Как видно на рисунке, спереди к влагалищу предлежит мочевой пузырь, сзади – прямая кишка. Основу тазового дна составляют мышцы, которые в норме плотно сращены между собой в центре промежности.

Выпадение половых органов (в частности, выпадение матки)– это их смещение вниз. Смещаться может целый орган или какая-либо из его стенок.

Частота выпадения матки и влагалища составляет 12-30% у повторнородящих и 2% у нерожавших женщин!

А по данным литературы, риск подвергнуться операции по коррекции опущения влагалища и матки в течение жизни составляет 11%.

В медицинских терминах, которые обозначают выпадение половых органов, присутствует окончание «целе». И достаточно часто у пациентов это вызывает ряд вопросов.
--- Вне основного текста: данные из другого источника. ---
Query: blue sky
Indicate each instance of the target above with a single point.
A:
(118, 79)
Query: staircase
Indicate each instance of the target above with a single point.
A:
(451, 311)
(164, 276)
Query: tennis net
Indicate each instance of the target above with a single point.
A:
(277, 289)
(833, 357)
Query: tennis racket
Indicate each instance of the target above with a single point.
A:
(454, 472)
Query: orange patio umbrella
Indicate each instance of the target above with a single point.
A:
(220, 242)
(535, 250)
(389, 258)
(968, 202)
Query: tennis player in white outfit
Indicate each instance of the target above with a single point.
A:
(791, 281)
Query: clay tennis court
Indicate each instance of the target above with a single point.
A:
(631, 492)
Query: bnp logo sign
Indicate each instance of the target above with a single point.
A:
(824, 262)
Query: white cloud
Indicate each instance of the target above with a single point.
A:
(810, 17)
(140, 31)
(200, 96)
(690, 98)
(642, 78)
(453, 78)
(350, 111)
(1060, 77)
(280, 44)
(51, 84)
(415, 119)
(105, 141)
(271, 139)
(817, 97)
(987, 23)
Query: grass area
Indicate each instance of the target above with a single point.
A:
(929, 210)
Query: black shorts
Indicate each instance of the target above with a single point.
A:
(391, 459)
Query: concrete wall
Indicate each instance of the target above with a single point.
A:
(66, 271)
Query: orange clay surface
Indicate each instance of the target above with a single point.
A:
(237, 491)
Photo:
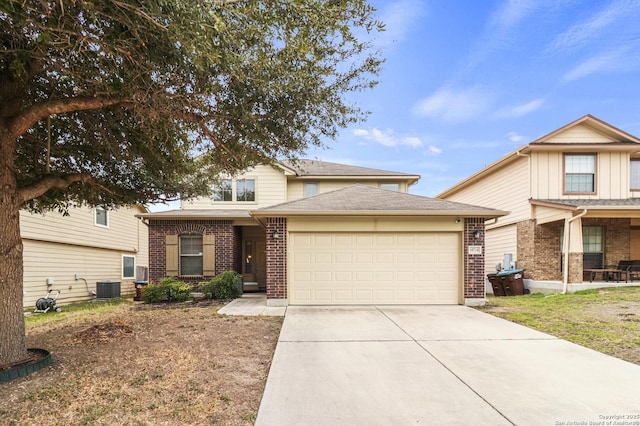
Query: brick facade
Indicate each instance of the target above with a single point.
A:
(539, 248)
(227, 244)
(474, 287)
(277, 259)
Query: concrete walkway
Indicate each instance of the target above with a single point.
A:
(437, 365)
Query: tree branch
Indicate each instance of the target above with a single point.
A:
(57, 182)
(37, 112)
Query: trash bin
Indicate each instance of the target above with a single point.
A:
(139, 285)
(496, 284)
(512, 281)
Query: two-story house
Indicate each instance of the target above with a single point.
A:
(572, 197)
(73, 253)
(316, 232)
В переводе с греческого это слово означает «вздутие, опухоль». Для облегчения понимания медицинской терминологии Вы можете ознакомиться

Цистоцеле – выбухание (как бы выпячивание) задней стенки мочевого пузыря в просвет влагалища.

Цистоуретроцеле – сочетание цистоцеле со смещением проксимальной части мочеиспускательного канала.
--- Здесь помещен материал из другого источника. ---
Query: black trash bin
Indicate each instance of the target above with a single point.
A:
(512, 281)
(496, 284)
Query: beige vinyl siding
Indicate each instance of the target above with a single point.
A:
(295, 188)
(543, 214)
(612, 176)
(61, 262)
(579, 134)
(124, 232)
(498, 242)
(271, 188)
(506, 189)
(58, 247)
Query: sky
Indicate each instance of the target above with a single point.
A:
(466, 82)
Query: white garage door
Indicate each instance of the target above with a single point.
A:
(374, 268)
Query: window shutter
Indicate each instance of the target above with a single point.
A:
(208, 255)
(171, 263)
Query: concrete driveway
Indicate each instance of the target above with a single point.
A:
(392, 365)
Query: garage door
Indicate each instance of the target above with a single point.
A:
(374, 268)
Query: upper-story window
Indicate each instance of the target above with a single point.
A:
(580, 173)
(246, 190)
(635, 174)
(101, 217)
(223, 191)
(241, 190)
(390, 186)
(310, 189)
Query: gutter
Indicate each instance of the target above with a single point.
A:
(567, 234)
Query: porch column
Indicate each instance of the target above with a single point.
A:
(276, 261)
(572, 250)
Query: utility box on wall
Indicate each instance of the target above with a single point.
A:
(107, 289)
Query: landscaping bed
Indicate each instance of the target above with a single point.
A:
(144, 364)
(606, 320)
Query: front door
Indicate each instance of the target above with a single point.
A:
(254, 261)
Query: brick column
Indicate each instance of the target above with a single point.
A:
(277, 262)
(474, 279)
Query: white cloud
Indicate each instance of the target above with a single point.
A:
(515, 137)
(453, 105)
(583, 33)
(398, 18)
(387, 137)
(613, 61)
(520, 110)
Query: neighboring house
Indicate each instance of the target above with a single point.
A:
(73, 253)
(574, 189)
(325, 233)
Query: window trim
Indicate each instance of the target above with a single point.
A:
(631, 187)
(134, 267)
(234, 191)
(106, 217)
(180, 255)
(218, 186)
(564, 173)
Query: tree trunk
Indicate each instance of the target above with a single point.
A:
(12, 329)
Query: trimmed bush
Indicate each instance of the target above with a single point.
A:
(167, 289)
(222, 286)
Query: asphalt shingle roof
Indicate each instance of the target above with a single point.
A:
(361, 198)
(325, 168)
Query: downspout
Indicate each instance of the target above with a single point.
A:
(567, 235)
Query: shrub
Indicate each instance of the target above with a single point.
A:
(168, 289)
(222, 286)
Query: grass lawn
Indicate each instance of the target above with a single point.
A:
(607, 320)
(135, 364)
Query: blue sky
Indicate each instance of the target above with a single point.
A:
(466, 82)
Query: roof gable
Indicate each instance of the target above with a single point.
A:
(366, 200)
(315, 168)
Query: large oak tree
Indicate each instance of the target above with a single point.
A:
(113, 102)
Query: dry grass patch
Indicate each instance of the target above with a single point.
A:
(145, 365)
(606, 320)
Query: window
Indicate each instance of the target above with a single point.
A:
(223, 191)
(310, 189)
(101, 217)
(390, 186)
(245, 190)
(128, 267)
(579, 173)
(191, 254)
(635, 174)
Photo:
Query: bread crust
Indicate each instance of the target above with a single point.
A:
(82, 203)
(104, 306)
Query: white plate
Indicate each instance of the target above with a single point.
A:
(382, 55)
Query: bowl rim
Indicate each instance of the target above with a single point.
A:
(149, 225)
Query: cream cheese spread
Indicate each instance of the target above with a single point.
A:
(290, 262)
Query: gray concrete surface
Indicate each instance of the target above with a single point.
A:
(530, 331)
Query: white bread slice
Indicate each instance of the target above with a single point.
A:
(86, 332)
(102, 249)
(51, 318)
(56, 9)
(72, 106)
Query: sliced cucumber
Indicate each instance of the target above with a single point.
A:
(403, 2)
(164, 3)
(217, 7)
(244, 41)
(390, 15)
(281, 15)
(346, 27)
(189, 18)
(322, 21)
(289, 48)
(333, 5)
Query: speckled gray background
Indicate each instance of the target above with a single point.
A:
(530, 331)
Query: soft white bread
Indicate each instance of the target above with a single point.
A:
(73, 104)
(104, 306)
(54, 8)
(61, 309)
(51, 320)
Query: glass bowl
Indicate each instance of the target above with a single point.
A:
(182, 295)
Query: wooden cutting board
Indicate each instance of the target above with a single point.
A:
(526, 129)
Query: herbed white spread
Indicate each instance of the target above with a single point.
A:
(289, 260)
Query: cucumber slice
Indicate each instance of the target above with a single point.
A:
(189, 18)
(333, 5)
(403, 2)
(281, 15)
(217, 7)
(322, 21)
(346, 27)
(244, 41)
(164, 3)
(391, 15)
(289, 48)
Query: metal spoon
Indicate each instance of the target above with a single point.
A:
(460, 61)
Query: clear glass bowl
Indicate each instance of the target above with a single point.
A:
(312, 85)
Ректоцеле – выбухание прямой кишки в просвет влагалища.

Энтероцеле – выбухание петли тонкой кишки в просвет влагалища.

Наиболее часто встречается сочетание цисто- и ректоцеле, что требует дополнительной коррекции

Положение органов малого таза (от опущения влагалища и опущения матки до крайней его степени: выпадение матки) обычно оценивают субъективно, используя для этого шкалу от 0 до 3 или от 0 до 4 баллов. Ноль баллов соответствует норме, наивысший балл – полному выпадению органа. При выпадении матка выходит за пределы половой щели полностью (полное выпадение) или частично, иногда только шейка (неполное выпадение).

Существует классификация опущения и выпадения влагалища и матки (М.С. Малиновского)

Выпадение I степени:

  • стенки влагалища доходят до входа во влагалище
  • наблюдается опущение матки (наружный зев шейки матки находится ниже спинальной плоскости)

Выпадение II степени:

  • шейка матки выходит за пределы половой щели,
  • тело матки располагается выше ее

Выпадение III степени (полное выпадение):

  • вся матка находится ниже половой щели.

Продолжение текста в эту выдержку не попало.